Mein Freund Manfredo hat das Dunkel solcher Stunden nicht mehr ausgehalten und hat sich letztes Jahr das Leben genommen. Ich hatte ihn oft beneidet. Auf jedem Foto sah er geil aus und mit seinem melancholischen Liebreiz hat er viele Menschen angezogen. Was mir bei unserem Kennenlernen noch nicht so recht klar war: Depression ist eine Krankheit, die viele schon seit Kindertagen mit sich herumtragen, uns aber erst im Laufe des späteren Lebens bewusstwird.

Die Mitgift der frühen Jahre 

In einem alten Haus aus dem 18. Jahrhundert habe ich meine ersten sechs Lebensjahre verbracht. Aber An dieses Haus BESITZE ich keine Erinnerungen. Selbst sein berüchtigtes Plumpsklo ist mir nur dank der Erzählungen der Erwachsenen vertraut. Anders ergeht es mir mit dem Räumen des katholischen Kindergartens, DEN ich in dieser Nachkriegszeit besucht habe. Vor allem die Truhe mit den Kasperlepuppen im Obergeschoss kann ich sofort vor meinem inneren Auge herbeizaubern. 

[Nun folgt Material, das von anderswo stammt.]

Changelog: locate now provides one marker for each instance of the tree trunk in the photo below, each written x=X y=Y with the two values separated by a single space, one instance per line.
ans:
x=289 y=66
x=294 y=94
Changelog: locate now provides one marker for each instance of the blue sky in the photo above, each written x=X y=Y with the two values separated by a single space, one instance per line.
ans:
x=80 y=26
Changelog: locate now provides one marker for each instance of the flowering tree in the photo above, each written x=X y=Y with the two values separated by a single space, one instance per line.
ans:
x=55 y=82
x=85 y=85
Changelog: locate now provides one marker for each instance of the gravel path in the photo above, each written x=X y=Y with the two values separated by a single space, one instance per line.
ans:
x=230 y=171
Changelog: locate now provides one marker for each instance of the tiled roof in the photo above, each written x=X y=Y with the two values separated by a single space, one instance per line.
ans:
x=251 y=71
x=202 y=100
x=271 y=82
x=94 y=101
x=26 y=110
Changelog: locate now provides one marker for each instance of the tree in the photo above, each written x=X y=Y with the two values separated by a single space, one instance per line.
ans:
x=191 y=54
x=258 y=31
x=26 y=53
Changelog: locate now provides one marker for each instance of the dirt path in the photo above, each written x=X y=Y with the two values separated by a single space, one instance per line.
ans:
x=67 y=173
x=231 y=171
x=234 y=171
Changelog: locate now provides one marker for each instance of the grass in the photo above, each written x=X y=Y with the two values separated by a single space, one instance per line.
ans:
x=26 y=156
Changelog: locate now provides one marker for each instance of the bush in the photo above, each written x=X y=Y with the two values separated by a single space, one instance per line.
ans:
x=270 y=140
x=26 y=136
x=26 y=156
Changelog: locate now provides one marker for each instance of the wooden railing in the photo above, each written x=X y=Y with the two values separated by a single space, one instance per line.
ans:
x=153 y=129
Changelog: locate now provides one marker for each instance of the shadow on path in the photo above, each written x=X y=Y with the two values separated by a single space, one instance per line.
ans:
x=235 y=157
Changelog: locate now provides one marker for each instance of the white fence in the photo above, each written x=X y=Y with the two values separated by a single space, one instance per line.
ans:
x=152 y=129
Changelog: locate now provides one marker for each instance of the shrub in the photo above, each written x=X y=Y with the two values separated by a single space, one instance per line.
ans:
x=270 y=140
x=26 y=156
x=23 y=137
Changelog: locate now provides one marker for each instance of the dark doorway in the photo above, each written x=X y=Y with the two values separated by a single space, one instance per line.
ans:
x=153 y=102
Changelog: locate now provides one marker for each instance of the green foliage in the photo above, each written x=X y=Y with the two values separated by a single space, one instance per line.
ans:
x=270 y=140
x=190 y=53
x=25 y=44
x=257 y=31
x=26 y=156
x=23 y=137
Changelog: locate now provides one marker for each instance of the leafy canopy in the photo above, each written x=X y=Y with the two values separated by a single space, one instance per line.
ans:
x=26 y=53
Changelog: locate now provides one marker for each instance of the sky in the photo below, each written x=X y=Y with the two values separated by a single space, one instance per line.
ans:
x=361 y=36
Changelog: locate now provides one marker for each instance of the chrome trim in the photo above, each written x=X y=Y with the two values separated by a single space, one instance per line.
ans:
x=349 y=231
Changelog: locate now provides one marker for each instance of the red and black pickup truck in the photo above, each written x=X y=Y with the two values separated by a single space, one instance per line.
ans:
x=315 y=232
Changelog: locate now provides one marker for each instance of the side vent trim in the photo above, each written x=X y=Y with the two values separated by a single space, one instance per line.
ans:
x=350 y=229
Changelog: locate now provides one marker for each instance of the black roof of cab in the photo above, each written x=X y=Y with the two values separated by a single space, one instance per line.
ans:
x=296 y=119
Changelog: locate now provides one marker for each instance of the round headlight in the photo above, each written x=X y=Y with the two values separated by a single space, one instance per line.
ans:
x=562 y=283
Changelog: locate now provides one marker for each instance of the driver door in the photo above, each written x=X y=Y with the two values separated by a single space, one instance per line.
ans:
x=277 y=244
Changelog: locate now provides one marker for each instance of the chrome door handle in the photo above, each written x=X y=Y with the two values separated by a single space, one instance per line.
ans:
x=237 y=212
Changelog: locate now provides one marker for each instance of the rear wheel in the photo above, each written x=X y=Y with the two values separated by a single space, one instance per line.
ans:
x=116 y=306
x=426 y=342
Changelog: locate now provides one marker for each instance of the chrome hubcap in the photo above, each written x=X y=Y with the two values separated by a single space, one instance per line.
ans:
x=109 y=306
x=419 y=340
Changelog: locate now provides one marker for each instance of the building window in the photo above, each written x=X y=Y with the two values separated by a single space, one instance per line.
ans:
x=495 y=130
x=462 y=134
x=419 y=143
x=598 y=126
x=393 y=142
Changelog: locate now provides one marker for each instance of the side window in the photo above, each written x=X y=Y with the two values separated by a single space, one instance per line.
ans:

Gegen Kriegsende füllte sich das alte Haus mit Flüchtlingen. Aus Oberschlesien, Vaters Heimat, kamen seine Mutter und seine Schwester Agnes. Aus dem zerbombten Nürnberg flüchtete Großvaters Schwester Theres. Irgendwann traf aus Ostpreußen Ihr Sohn Heinz mit seiner schwangeren Freundin ein.

Meine Geburt hat Mutter und ihren erkrankten Augen schwer zugesetzt. Auf der Säuglingsstation grassierte eine schwere Magendarmgrippe. Ein halbes Jahr bangten meine Eltern um mein Leben. Mutter wird im Laufe der nächsten Jahre erblinden. Ihr Vater war aus Polen mit einem schweren Magenleiden heimgekehrt. Ihre Mutter verrannte sich in die Vorstellung, an Krebs sterben zu müssen, was dann auch eintraf. 

Ich soll meinem Großvater väterlicherseits ähnlichsehen, der schon in den dreißiger Jahren aufgrund seiner Staublunge verstorben war. Das geballte Leid dieser Menschen wird in mir Spuren hinterlassen haben, auch wenn ich es noch nicht wahrnehmen konnte. 

Meine Kindheit habe ich als glücklich und behütet in Erinnerung. Wir waren arm. Aber das verhalf jeder Mahlzeit zu einem besonderen Glanz. Vor dem Zubettgehen las mir Vater eine Geschichte vor. Ihm verdanke ich ein tiefes Gefühl von Sicherheit und Geborgenheit. Freilich gab es damals in der Beziehung zwischen Eltern und Kindern kaum körperliche Nähe, wie sie heute in jungen Ehen häufig vorkommt. 

Sobald ich lesen konnte, wurden mir Bücher zu einem Zufluchtsort, an dem ich viel Zeit verbrachte. Wie Vater wurde ich tiefreligiös und bezog aus dieser überirdischen Welt viel Trost. Auch in der Umgebung mit ihren Wiesen und Wäldern kam ich zu Ruhe. Wir Pfadfinder erwanderten uns die Umgebung. Selbst als Erwachsener war ich noch Jahrzehnte mit dem Fahrrad und meinem Schlafsack unterwegs. Das waren meine Möglichkeiten, am Leben teilzunehmen und gleichzeitig einen gewissen Abstand zu halten. Wurde es belastend, schloss ich oft meine Augen und rettete mich in meine Traumwelten. 

Jetzt ist es wirklich dunkel in meinen Augen geworden und es bleibt mir nichts Anderes übrig, als mich mit meinem Leben auszusöhnen. Gelähmt durch die Depression fällt es mir schwer, mich an all das Schöne und Aufregende zu erinnern, das mir in diesem Leben auch geschenkt wurde.